People currently prescribed antidepressant medications should not stop taking them. Those who have concerns should notify their health care providers.

The proposed labeling changes apply to the entire category of antidepressants. Results of individual placebo-controlled scientific studies are reasonably consistent in showing a slight increase in suicidality for patients taking antidepressants in early treatment for most of the medications. Available data are not sufficient to exclude any single medication from the increased risk of suicidality.

The proposed labeling update follows similar labeling changes made in 2005 that warned of a suicidality risk in children and adolescents who use antidepressants. At that time, FDA asked manufacturers to add a black box warning to the labeling of all antidepressants to describe this risk and to emphasize the need for appropriate monitoring and close observation, particularly for younger patients taking these medications. In addition, FDA directed manufacturers to develop Medication Guides, FDA-approved user-friendly information for patients, families and caregivers, that could help improve monitoring. Medication Guides are intended to be distributed at the pharmacy with each prescription or refill of a medication.

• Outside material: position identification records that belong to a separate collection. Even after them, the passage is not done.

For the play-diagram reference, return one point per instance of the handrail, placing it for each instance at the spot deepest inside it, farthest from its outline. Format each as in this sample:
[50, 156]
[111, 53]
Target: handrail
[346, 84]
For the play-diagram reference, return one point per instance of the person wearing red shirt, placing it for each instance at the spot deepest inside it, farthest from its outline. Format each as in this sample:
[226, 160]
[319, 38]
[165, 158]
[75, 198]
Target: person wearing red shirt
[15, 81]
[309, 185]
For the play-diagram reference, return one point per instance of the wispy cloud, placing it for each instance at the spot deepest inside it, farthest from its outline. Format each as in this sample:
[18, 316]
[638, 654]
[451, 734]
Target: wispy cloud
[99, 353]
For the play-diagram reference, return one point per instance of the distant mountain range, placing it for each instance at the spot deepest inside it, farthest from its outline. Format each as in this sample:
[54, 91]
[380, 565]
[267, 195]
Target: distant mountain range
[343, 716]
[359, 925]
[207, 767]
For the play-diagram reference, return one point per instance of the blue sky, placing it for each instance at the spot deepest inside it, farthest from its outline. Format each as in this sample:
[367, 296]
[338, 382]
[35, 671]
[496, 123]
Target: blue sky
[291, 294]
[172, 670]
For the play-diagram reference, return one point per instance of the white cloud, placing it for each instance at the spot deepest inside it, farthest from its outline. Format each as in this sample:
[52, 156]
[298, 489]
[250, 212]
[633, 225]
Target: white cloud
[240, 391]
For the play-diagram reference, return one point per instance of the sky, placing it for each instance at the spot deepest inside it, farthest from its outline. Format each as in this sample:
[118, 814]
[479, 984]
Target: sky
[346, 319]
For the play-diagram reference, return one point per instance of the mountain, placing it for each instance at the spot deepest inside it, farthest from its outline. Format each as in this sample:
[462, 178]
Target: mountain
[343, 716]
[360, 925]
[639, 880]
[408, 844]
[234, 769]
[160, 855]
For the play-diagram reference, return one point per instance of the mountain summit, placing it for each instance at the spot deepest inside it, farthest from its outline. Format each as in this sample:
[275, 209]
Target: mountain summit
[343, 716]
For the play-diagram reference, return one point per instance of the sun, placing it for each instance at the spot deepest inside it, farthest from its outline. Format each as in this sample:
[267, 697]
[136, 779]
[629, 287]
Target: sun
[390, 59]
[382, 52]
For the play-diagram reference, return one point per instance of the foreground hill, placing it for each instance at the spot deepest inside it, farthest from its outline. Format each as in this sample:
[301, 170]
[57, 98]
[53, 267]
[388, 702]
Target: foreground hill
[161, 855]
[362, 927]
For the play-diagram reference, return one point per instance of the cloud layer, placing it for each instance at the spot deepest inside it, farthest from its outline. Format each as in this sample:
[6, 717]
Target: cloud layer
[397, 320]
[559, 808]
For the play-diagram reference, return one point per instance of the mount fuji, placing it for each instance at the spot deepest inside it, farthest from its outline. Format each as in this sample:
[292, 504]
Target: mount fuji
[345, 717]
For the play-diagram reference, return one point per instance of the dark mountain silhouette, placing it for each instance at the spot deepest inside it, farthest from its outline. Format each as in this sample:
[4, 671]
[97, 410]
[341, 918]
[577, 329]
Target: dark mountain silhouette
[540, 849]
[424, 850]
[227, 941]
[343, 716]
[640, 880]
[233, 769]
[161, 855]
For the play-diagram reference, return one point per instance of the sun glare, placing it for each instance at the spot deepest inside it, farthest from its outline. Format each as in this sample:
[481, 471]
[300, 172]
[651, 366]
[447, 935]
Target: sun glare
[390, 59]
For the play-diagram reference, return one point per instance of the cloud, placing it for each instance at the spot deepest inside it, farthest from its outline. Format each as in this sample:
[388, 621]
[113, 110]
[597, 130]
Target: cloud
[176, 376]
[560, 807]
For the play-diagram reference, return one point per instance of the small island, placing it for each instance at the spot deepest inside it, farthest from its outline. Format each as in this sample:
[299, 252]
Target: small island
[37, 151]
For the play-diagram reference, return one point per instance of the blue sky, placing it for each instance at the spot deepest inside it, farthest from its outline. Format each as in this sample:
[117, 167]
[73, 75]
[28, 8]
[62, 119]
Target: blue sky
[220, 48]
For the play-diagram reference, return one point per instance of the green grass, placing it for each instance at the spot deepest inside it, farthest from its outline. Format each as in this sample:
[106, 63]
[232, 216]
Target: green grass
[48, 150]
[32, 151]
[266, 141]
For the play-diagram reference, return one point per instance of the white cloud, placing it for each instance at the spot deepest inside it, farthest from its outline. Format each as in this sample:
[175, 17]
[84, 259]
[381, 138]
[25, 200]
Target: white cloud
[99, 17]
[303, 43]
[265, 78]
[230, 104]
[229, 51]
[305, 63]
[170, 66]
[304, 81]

Also in 2005, FDA began a comprehensive review of 295 individual antidepressant trials that included over 77,000 adult patients with major depressive disorder (MDD) and other psychiatric disorders, to examine the risk of suicidality in adults who are prescribed antidepressants.

In December 2006, FDA's Psychopharmacologic Drugs Advisory Committee agreed that labeling changes were needed to inform health care professionals about the increased risk of suicidality in younger adults using antidepressants. Additionally, the committee noted product labeling needed to reflect the apparent beneficial effect of antidepressants in older adults and to remind health care professionals that the disorders themselves are the most important cause of suicidality.

Comment from Anxiety Insights:
As Anxiety Insights reported recently, new research using a much larger data set than the FDA cited studies found the incidence of suicidal behavior in antidepressant treated children and adolescents was about the same as in those given placebos. Furthermore, when compared to the findings of an earlier study by the same authors which looked into suicidality in adolescents treated with psychotherapy alone, antidepressants appear to be slightly less risky.

Recent research has also found that there are large variations in suicidal behavior - up to 10 fold - in studies for both the antidepressant and placebo treated patients. Such large variability must put a huge question mark over the conclusions reached by the meta analysis research that has fueled the antidepressant-suicide debate. The authors concluded that it would need data from some two million patients to determine if antidepressants do increase suicidal behavior, considerably more than the tens of thousands in the FDA cited studies.

After black box warnings were first mandated in 2004 the U.S. Center for Disease Control noted a 12% rise in youth suicides, the first in more than a decade. The equates to an additional 248 deaths annually in the United States, and possibly several thousand worldwide. While the FDA has sought to balance the message in the current proposal by emphasizing that untreated mental illness is far and away the leading cause of suicide, this is, sadly, likely to lost as the proposal propagates through the media.